Bill Babutzke, county weed superintendent, continued his quarterly report that was interrupted due to time constraints at the previous meeting. Babutzke presented an update to a cooperative agreement between the county road department and the weed authority, in addition to the existing agreement. He reported 2,292 gallons of fuel used during 2019 for spraying and shredding trees, at a cost of $4,616 to the road department; $1,200 in stump treatment chemical; an additional $17,841 chemical purchase, with half for treatment of trees. In answer to Butterfield’s questions, he said he was given a $230 per month raise by the weed board. Butterfield asked why his raise was higher than the $100 given to other county employees.

Babutzke replied, “Before I was hired, the goal was to get me up to what the foremen are and I’ve been going backwards since.”

Boshart noted the road department provides a part-time employee to assist the weed superintendent, which Babutzke confirmed.

Tielke advised the supervisors have no control over how the weed department budget is spent after it is approved, but reminded his peers to remember the issues at budget time and urged attendance at weed board meetings.

Snyder urged the other leaders to look closer at time sheets, pointing out Babutzke’s January sheet.

Boshart noted 18 hours logged, “looked for trees to shred,” and 18 hours “shredding trees.”

“That’s ridiculous,” he said.

“How am I going to know where I can run, Steve, if I don’t?” Babutzke asked. “With the snow, where a guy can shred.”

Don DeGroff discussed an issue regarding his service in the Korean War and misunderstandings that arose when an article was published about his receipt of a Quilt of Valor last year. According to DeGroff, the article submitted for publication by veterans’ service officer Ken Stenka, reported he had served in Colorado during his entire service. The Korean War veteran became visibly emotional a couple times during his presentation.

Pavlik read a letter from Stenka that was published in two county newspapers last week and a personal letter of apology from Stenka that was delivered to DeGroff’s current residence, as well as an apology from the Korean Consulate regarding misspelling of DeGroff’s name on a commendation.

DeGroff was thanked for his service by Boshart, which drew a round of applause.

The supervisors recessed to attend Governor Pete Ricketts presentation of awards at the O’Neill fire hall, returning to the courthouse before adjourning the meeting.

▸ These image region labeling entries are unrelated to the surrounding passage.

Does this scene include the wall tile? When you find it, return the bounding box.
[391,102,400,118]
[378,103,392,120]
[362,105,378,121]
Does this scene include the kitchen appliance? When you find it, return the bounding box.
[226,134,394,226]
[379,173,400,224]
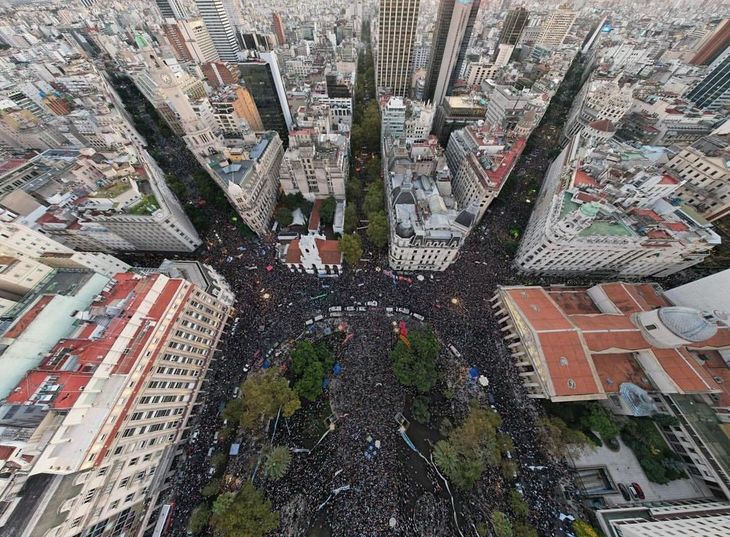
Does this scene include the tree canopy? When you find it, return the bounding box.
[241,368,301,432]
[211,481,279,537]
[390,329,440,393]
[340,233,362,266]
[367,211,388,249]
[433,406,502,490]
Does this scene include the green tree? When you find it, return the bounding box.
[345,203,360,233]
[492,511,512,537]
[211,481,279,537]
[512,521,537,537]
[411,395,431,424]
[319,196,337,226]
[362,182,385,218]
[340,233,362,267]
[509,489,530,520]
[583,403,621,440]
[264,446,291,480]
[573,520,598,537]
[294,362,324,401]
[274,205,294,227]
[188,503,210,535]
[367,211,388,250]
[200,477,221,498]
[241,369,301,432]
[434,406,502,490]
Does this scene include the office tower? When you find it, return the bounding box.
[238,52,292,147]
[515,133,720,277]
[162,17,220,64]
[271,13,286,45]
[687,48,730,111]
[424,0,473,105]
[689,19,730,65]
[537,4,576,47]
[499,7,529,45]
[0,273,231,536]
[155,0,188,20]
[195,0,240,62]
[375,0,420,97]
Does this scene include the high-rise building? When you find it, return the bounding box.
[271,12,286,45]
[499,7,529,45]
[689,19,730,65]
[424,0,473,105]
[238,52,292,147]
[195,0,240,62]
[375,0,421,96]
[0,273,230,537]
[155,0,188,20]
[667,134,730,222]
[537,4,576,47]
[687,48,730,111]
[515,133,720,277]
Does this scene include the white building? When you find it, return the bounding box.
[207,131,284,236]
[0,223,131,278]
[384,138,476,271]
[667,134,730,222]
[279,129,349,201]
[515,135,720,277]
[563,75,634,142]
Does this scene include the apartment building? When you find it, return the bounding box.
[207,131,284,235]
[515,135,720,277]
[563,75,634,139]
[446,125,526,222]
[279,129,350,201]
[0,273,230,537]
[667,134,730,222]
[0,222,131,277]
[384,138,476,271]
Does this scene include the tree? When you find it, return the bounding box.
[362,181,385,218]
[509,489,530,520]
[319,196,337,226]
[340,233,362,266]
[264,446,291,480]
[294,362,324,401]
[367,211,388,249]
[434,406,502,490]
[573,520,598,537]
[211,481,279,537]
[241,369,301,432]
[188,503,210,535]
[411,395,431,423]
[390,324,440,393]
[274,205,294,227]
[492,511,512,537]
[345,204,360,233]
[200,477,221,498]
[583,403,621,440]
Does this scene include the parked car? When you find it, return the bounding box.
[618,483,631,502]
[631,483,646,500]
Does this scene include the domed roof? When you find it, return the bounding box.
[658,306,717,342]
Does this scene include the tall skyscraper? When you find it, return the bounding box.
[155,0,188,20]
[195,0,240,62]
[238,52,292,147]
[687,48,730,111]
[271,13,286,45]
[689,19,730,65]
[537,4,575,47]
[424,0,472,105]
[375,0,421,96]
[499,7,529,45]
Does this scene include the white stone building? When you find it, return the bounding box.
[515,135,720,277]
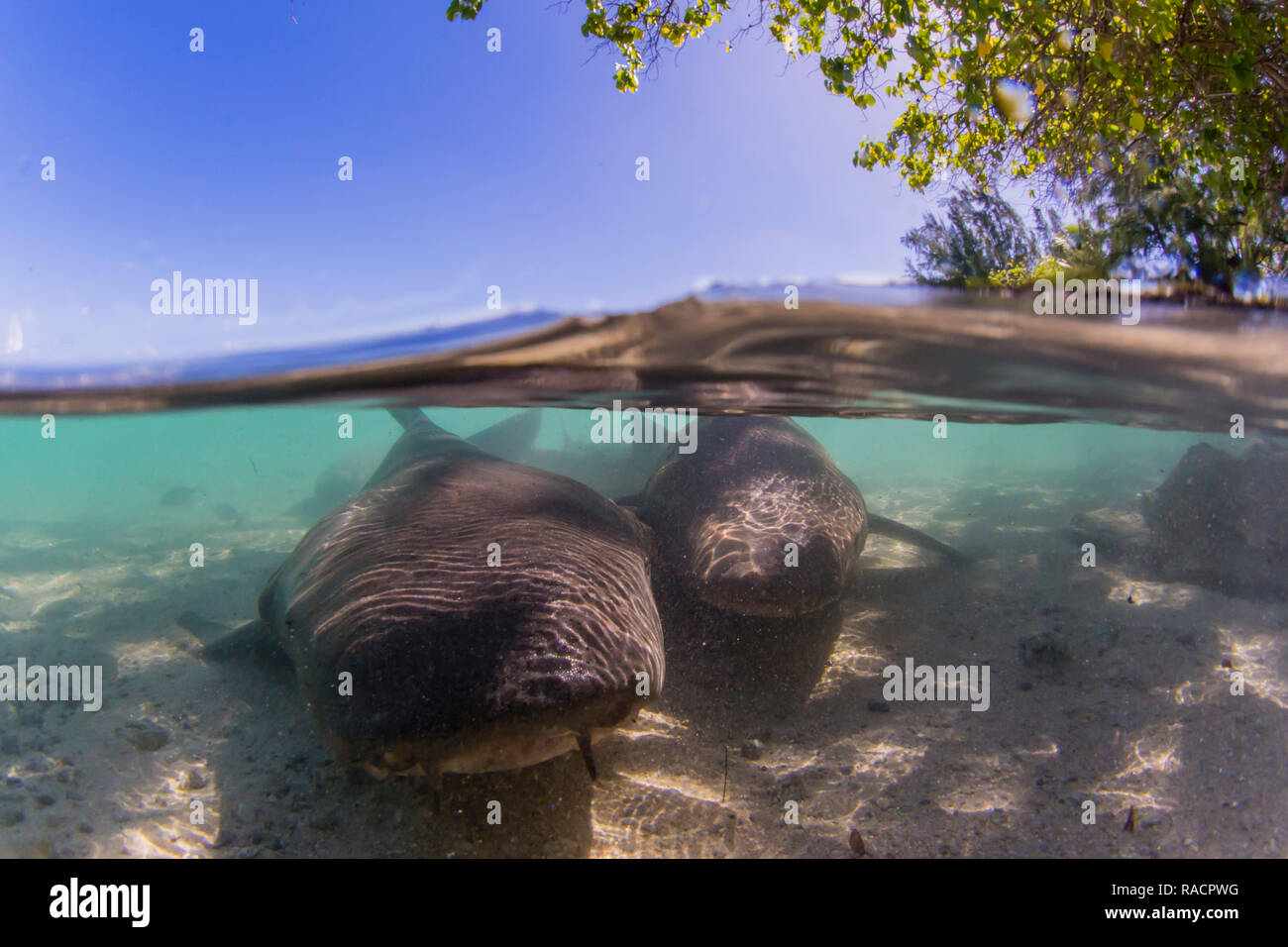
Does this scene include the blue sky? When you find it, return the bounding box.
[0,0,931,366]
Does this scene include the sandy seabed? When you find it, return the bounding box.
[0,481,1288,858]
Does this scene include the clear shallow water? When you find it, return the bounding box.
[0,294,1288,857]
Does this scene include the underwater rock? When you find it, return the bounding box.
[1141,443,1288,598]
[1020,631,1069,665]
[117,720,170,753]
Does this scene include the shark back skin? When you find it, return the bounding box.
[259,410,665,775]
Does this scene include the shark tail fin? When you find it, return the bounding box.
[868,513,971,566]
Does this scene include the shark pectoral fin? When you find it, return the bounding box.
[201,618,290,665]
[613,489,647,517]
[868,513,971,566]
[386,407,429,430]
[465,407,541,462]
[577,730,599,783]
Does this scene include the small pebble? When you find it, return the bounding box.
[850,828,867,858]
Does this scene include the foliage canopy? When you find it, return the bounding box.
[447,0,1288,211]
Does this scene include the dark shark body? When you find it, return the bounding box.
[220,410,665,776]
[635,417,960,616]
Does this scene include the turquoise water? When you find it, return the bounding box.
[0,370,1288,857]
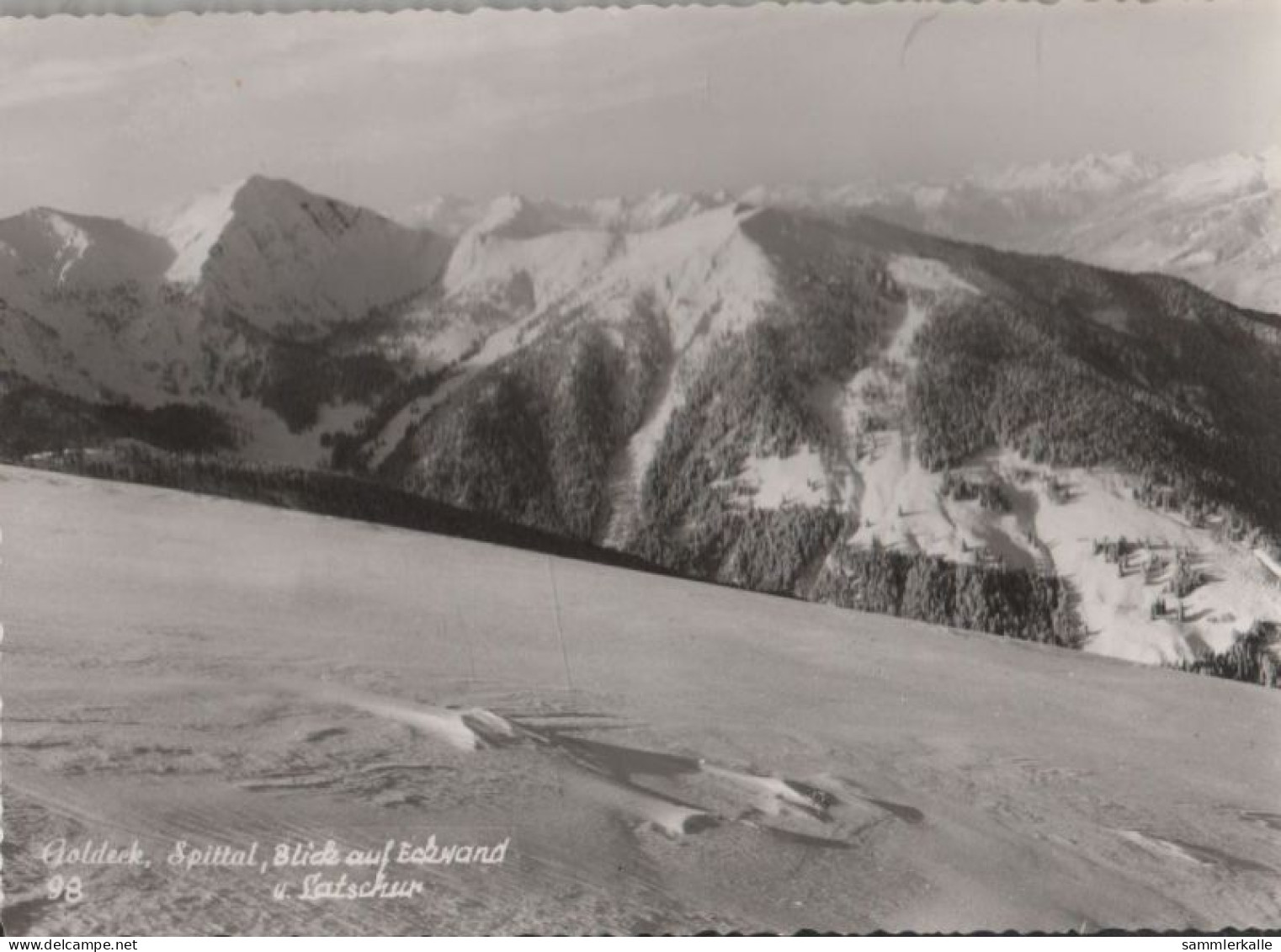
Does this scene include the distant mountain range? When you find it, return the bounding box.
[0,157,1281,662]
[402,147,1281,312]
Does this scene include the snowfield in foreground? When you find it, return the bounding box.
[0,468,1281,934]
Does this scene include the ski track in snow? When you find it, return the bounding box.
[0,466,1281,935]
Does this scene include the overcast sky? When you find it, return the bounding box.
[0,0,1281,218]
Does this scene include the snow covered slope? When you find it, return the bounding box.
[164,177,449,333]
[743,147,1281,314]
[0,468,1281,934]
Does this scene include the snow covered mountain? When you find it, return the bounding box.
[743,149,1281,314]
[0,173,1281,662]
[162,177,449,334]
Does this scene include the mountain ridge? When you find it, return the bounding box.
[0,178,1281,662]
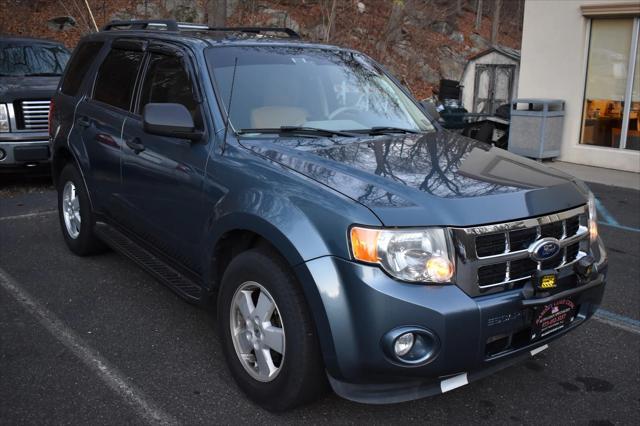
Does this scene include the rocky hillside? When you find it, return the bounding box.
[0,0,524,98]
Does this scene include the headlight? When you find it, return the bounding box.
[0,104,9,132]
[587,192,598,243]
[350,227,454,283]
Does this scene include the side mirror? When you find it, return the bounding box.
[142,103,202,141]
[420,100,440,121]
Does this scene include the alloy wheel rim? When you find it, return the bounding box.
[62,181,82,240]
[229,281,285,382]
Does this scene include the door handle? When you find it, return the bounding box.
[78,116,91,127]
[125,138,144,154]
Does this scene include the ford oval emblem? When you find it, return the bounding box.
[528,238,560,262]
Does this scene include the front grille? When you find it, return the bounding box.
[16,100,51,131]
[451,206,589,295]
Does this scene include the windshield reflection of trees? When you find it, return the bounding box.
[317,132,513,202]
[253,132,515,207]
[211,45,416,128]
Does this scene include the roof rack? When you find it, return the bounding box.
[102,19,300,38]
[101,19,180,31]
[207,27,300,38]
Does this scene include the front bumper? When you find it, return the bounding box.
[298,257,606,403]
[0,132,51,170]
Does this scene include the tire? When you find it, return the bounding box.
[217,249,327,411]
[58,163,106,256]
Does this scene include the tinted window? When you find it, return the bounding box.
[0,41,69,77]
[62,41,103,96]
[140,53,201,127]
[93,49,143,111]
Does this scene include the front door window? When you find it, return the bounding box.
[580,18,640,150]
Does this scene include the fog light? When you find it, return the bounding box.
[393,333,415,356]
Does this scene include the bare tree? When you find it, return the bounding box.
[376,0,404,61]
[207,0,227,27]
[491,0,502,44]
[476,0,482,31]
[320,0,337,43]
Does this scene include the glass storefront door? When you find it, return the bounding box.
[580,18,640,150]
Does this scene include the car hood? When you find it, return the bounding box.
[241,131,587,226]
[0,76,60,102]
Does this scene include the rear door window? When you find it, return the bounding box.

In other business, the supervisors:

~Voted to begin Feb. 28 meetings early, with Board of Equalization beginning at 9 a.m., Board of Supervisors, at 9:15 a.m., with public comment to remain at 9:50; public hearing on the Chance Road vacation at 10:45 a.m .; and bids for culverts and grader blades at 11 a.m.;

~Approved 2020 county depositories;

~Voted to renew generator maintenance contract with PowerTech;

~Approved renewal agreement authorizing Tielke to sign documents with Nebraska Interactive;

~Approved two change orders for Page north culvert projects;

~Approved right-of-way permit for Allen Poessnecker to place electric cable in Atkinson Township; and

~Approved surety bond from Michael Stracke, treasurer Stuart Public Schools.